Sec. 16. Franchise. - No person shall commence or conduct the business of being a public telecommunications entity without first obtaining a franchise.

The Commission, in granting a Certificate of Public Convenience and Necessity (CPCN), may impose such conditions as to duration and termination of the privilege, concession, or standard or technical aspects of the equipment, rates, or service, not contrary to the terms of the franchise. In no case, however, shall the CPCN be shorter than five (5) years, nor longer than the life of the franchise. A CPCN expiring at the same time as the franchise shall be deemed to have been renewed for the same term if the franchise itself is also renewed or extended.

Limits to foreign ownership in public utilities, others

In relation to information technology, it is important to note the following sections of Article 12 (National Economy and Patrimony) of the 1987 Philippine Constitution. sets (or allows Congress to provide) limits on foreign ownership and participation in certain industries like telecommunications and broadcasting.

SEC. 10.
The Congress shall, upon recommendation of the economic and planning agency, when the national interest dictates, reserve to citizens of the Philippines or to corporations or associations at least sixty per centum of whose capital is owned by such citizens, or such higher percentage as Congress may prescribe, certain areas of investments. The Congress shall enact measures that will encourage the formation and operation of enterprises whose capital is wholly owned by Filipinos.
In the grant of rights, privileges, and concessions covering the national economy and patrimony, the State shall give preference to qualified Filipinos.
The State shall regulate and exercise authority over foreign investments within its national jurisdiction and in accordance with its national goals and priorities.

SEC. 11.
No franchise, certificate, or any other form of authorization for the operation of a public utility shall be granted except to citizens of the Philippines or to corporations or associations organized under the laws of the Philippines at least sixty per centum of whose capital is owned by such citizens, nor shall such franchise, certificate, or authorization be exclusive in character or for a longer period than fifty years. Neither shall any such franchise or right be granted except under the condition that it shall be subject to amendment, alteration, or repeal by the Congress when the common good so requires. The State shall encourage equity participation in public utilities by the general public.

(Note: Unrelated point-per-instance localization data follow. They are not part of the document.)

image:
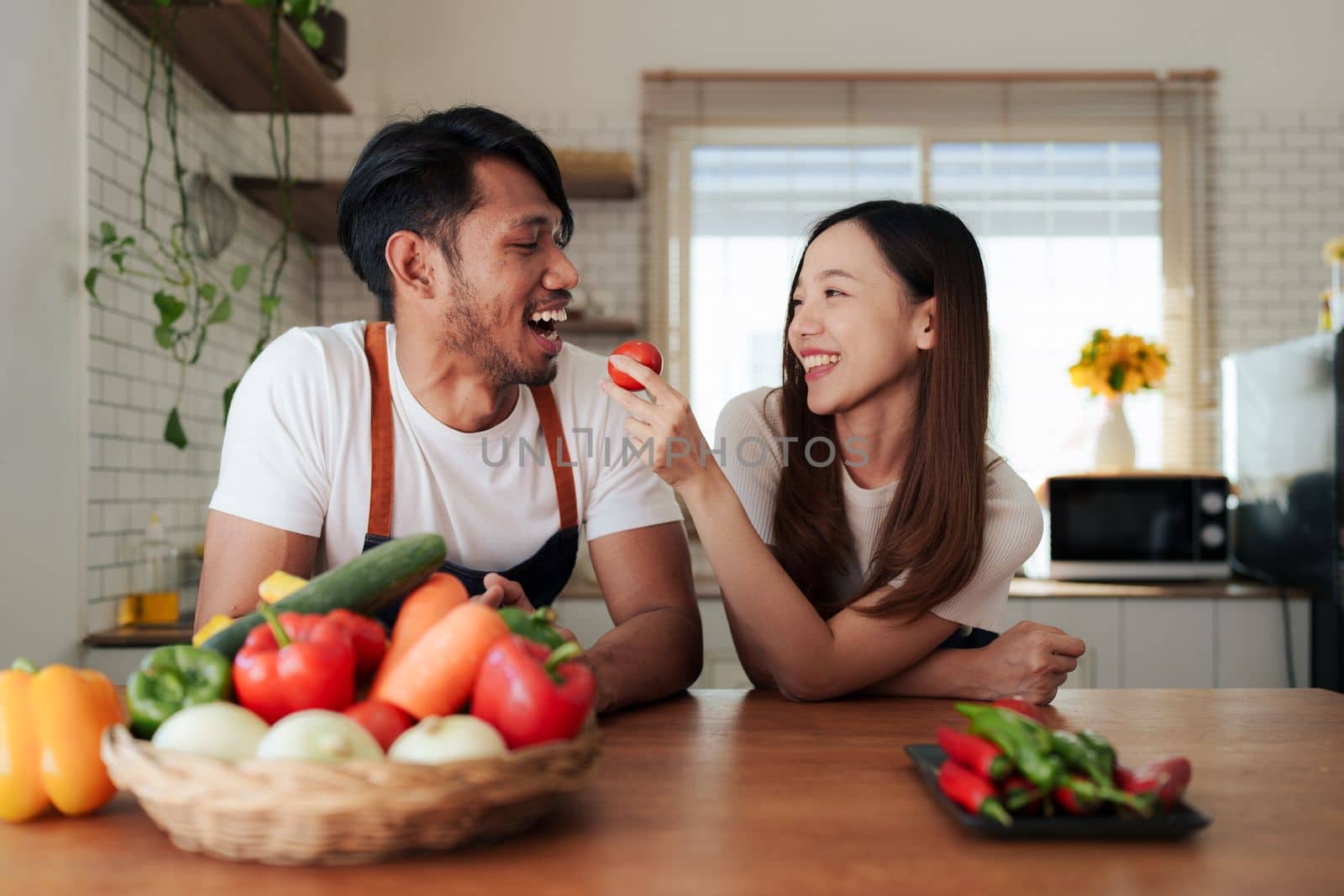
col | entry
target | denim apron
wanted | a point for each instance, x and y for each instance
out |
(543, 574)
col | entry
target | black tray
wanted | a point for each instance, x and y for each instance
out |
(1176, 824)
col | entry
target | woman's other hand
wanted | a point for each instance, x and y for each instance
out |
(678, 453)
(1032, 661)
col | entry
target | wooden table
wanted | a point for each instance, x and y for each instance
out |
(743, 793)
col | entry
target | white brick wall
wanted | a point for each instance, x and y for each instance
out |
(1278, 196)
(132, 382)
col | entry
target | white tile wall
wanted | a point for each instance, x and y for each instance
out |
(132, 382)
(1280, 195)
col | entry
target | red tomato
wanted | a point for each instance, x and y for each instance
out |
(381, 719)
(640, 351)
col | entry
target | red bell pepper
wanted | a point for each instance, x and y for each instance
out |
(533, 694)
(295, 663)
(1162, 781)
(1021, 708)
(369, 638)
(972, 793)
(1079, 795)
(386, 721)
(976, 754)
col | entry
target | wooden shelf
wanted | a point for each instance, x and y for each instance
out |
(313, 204)
(141, 636)
(225, 45)
(588, 175)
(598, 327)
(597, 175)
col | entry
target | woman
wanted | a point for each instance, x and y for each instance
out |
(858, 521)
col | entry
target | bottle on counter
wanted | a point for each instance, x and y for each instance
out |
(155, 597)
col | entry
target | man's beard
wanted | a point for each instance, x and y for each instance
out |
(467, 329)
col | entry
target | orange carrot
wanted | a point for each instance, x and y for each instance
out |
(434, 678)
(423, 607)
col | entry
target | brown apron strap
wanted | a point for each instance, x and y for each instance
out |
(381, 421)
(555, 443)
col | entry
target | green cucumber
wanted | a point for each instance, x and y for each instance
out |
(363, 584)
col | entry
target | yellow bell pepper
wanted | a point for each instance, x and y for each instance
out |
(279, 584)
(217, 624)
(51, 727)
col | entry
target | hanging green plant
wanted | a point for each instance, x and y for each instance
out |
(187, 301)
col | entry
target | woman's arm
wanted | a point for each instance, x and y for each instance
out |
(806, 656)
(1028, 661)
(780, 636)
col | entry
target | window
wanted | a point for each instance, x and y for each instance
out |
(752, 206)
(1072, 239)
(1089, 197)
(1068, 231)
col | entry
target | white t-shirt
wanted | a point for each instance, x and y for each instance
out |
(297, 457)
(1012, 517)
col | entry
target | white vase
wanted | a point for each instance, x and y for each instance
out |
(1115, 441)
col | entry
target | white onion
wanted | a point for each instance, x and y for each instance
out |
(219, 730)
(319, 735)
(438, 739)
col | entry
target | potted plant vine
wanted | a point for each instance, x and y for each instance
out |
(187, 297)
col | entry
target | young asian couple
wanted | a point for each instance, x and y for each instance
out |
(887, 577)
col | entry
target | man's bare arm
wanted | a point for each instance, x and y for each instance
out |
(656, 647)
(239, 555)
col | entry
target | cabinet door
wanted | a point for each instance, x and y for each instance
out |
(1167, 642)
(1250, 647)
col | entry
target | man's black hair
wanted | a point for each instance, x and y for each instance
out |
(417, 175)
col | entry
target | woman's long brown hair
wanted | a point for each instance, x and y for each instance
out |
(934, 530)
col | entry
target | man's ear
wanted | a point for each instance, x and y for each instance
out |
(927, 318)
(412, 259)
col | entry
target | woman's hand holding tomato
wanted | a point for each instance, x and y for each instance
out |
(679, 453)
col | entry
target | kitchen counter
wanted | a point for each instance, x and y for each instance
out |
(743, 793)
(152, 636)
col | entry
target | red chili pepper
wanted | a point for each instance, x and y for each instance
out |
(1079, 795)
(1021, 707)
(531, 694)
(369, 638)
(976, 754)
(295, 663)
(972, 793)
(1021, 797)
(1163, 779)
(386, 721)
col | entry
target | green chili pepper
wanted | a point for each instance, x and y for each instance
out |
(538, 626)
(175, 678)
(1021, 746)
(1079, 757)
(1102, 750)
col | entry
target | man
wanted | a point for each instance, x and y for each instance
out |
(343, 437)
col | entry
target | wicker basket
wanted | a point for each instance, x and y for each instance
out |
(296, 813)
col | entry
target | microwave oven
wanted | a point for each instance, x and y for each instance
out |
(1137, 527)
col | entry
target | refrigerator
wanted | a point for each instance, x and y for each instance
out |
(1283, 417)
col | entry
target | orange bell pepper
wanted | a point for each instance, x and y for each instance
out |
(51, 727)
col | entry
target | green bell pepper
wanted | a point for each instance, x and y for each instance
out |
(175, 678)
(538, 626)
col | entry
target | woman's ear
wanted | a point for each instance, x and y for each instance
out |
(927, 317)
(412, 265)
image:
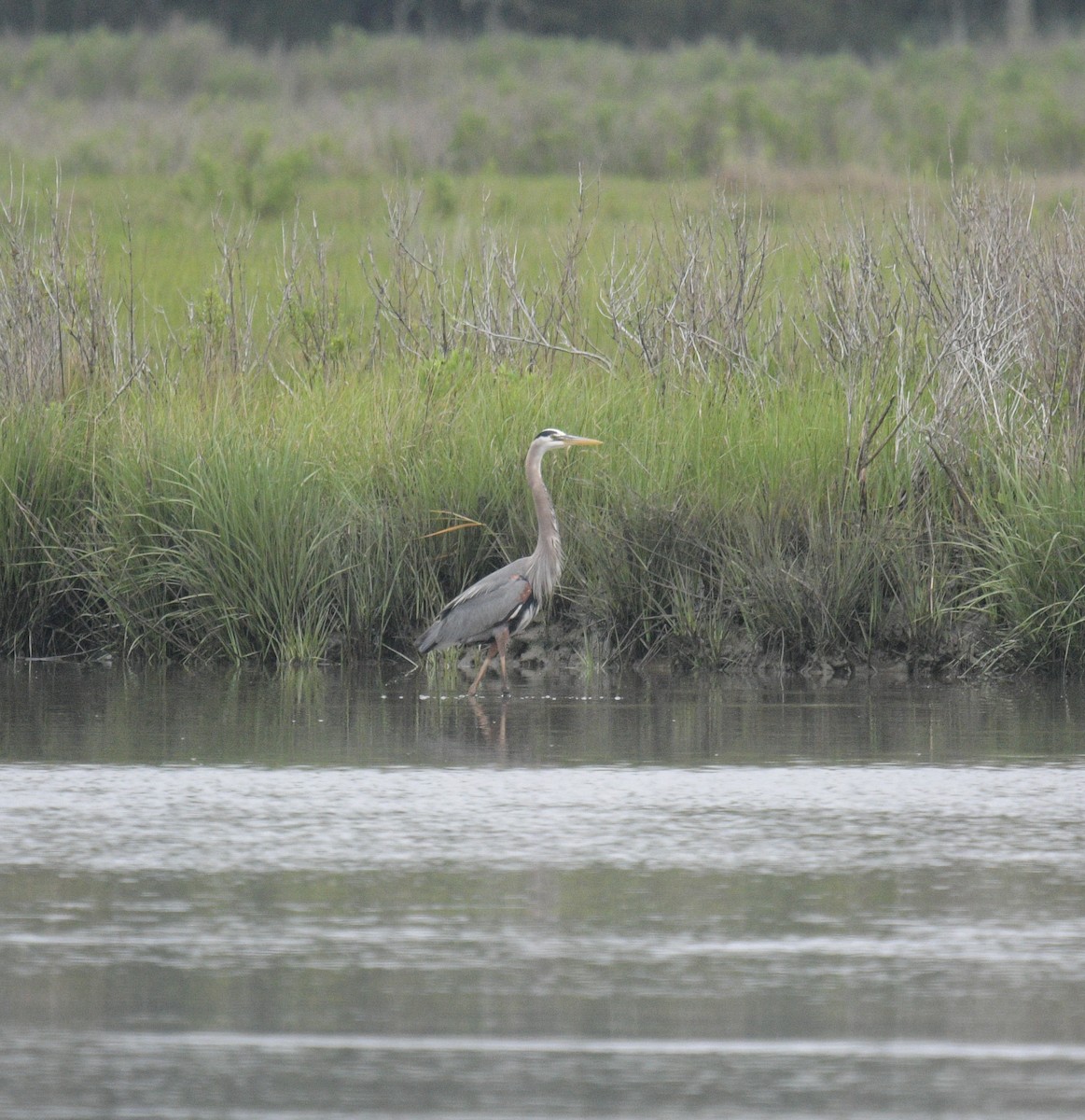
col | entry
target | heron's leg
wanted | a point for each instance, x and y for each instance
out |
(501, 643)
(490, 656)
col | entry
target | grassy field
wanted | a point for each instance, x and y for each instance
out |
(841, 412)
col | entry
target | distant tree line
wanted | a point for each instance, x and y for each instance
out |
(865, 27)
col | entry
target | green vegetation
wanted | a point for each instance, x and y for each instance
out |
(842, 414)
(818, 451)
(252, 126)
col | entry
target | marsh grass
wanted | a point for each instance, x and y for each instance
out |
(815, 452)
(140, 104)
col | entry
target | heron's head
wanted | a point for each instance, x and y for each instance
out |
(549, 440)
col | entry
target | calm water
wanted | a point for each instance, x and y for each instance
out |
(244, 895)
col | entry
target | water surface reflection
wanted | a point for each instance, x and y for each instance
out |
(329, 894)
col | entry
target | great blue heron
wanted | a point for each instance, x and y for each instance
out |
(504, 602)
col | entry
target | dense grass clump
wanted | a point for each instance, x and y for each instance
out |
(821, 452)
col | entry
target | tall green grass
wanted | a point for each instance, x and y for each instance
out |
(252, 126)
(817, 452)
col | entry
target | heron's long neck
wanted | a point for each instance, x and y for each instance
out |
(546, 561)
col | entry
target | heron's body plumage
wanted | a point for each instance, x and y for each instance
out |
(503, 603)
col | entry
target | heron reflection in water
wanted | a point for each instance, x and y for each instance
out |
(503, 603)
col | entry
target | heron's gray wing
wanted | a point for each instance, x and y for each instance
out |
(484, 608)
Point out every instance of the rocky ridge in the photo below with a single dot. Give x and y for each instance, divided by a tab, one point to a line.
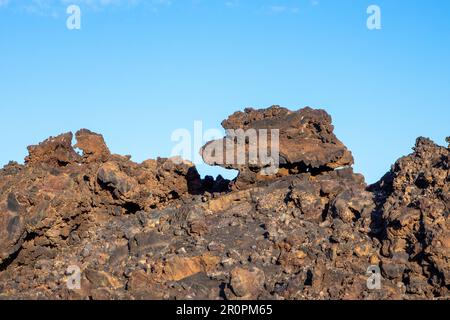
156	230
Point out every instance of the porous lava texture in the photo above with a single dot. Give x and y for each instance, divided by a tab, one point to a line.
156	230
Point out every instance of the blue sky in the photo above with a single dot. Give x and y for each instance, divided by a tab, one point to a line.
138	70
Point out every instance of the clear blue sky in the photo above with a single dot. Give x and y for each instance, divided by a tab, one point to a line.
137	70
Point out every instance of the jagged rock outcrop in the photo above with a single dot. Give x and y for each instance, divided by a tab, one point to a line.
305	141
155	230
414	198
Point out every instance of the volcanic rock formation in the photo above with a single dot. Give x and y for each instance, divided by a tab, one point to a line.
156	230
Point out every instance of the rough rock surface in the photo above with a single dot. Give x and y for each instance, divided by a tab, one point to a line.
155	230
306	143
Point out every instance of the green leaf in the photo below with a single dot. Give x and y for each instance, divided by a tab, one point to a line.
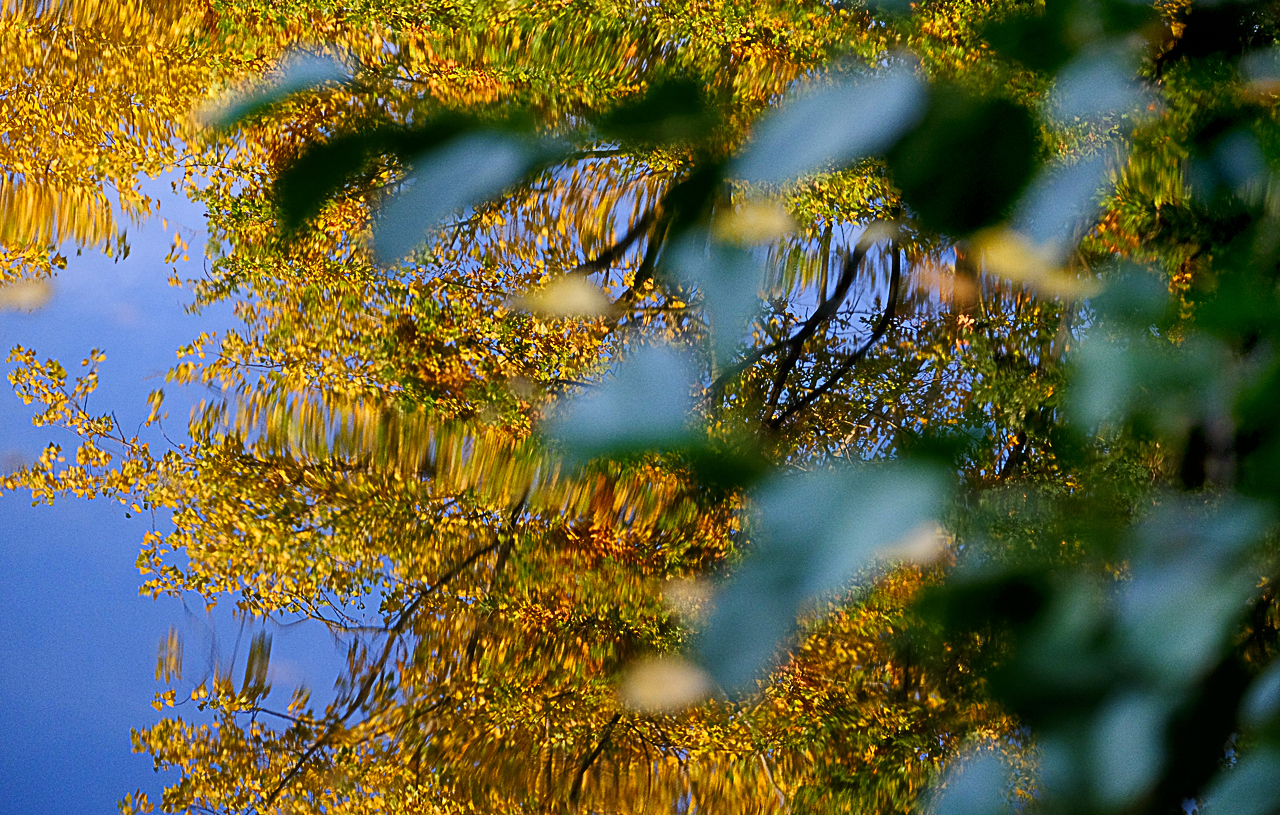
730	279
965	163
297	73
672	111
645	406
1248	788
460	174
832	127
816	532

The participation of foreign investors in the governing body of any public utility enterprise shall be limited to their proportionate share in its capital, and all the executive and managing officers of such corporation or association must be citizens of the Philippines.

Sunday, August 5, 2007

Electronic Procurement in the Philippines

Following the mandate provided in the E-Commerce Act, Republic Act No. 9184, otherwise known as the Government Procurement Reform Act, provides for the procurement of common supplies electronically from a common portal known as G-EPS or PhilGEPS. The service is now one of the few examples of government transactions done electronically. Below are the relevant sections of the GPRA.

ARTICLE III
Procurement by Electronic Means

Sec. 8. Procurement By Electronic Means. — To promote transparency and efficiency, information and communications technology shall be utilized in the conduct of procurement procedures. Accordingly, there shall be a single portal that shall serve as the primary source of information on all government procurement. The G-EPS shall serve as the primary and definitive source of information on government procurement. Further, the GPPB is authorized to approve changes in the procurement process to adapt to improvements in modern technology, provided that such modifications are consistent with the provisions of Sec. 3 of this Act.

To take advantage of the significant built-in efficiencies of the G-EPS and the volume discounts inherent in bulk purchasing, all Procuring Entities shall utilize the G-EPS for the procurement of common supplies in accordance with the rules and procedures to be established by the GPPB. With regard to the procurement of non-common use items, infrastructure projects and consulting services, agencies may hire service providers to undertake their electronic procurement provided these service providers meet the minimum requirements set by the GPPB.

Sec. 9. Security, Integrity and Confidentiality. — The G-EPS shall ensure the security, integrity and confidentiality of documents submitted through the system. It shall include a feature that provides for an audit trail for on-line transactions and allow the Commission on Audit to verify the security and integrity of the systems at any time.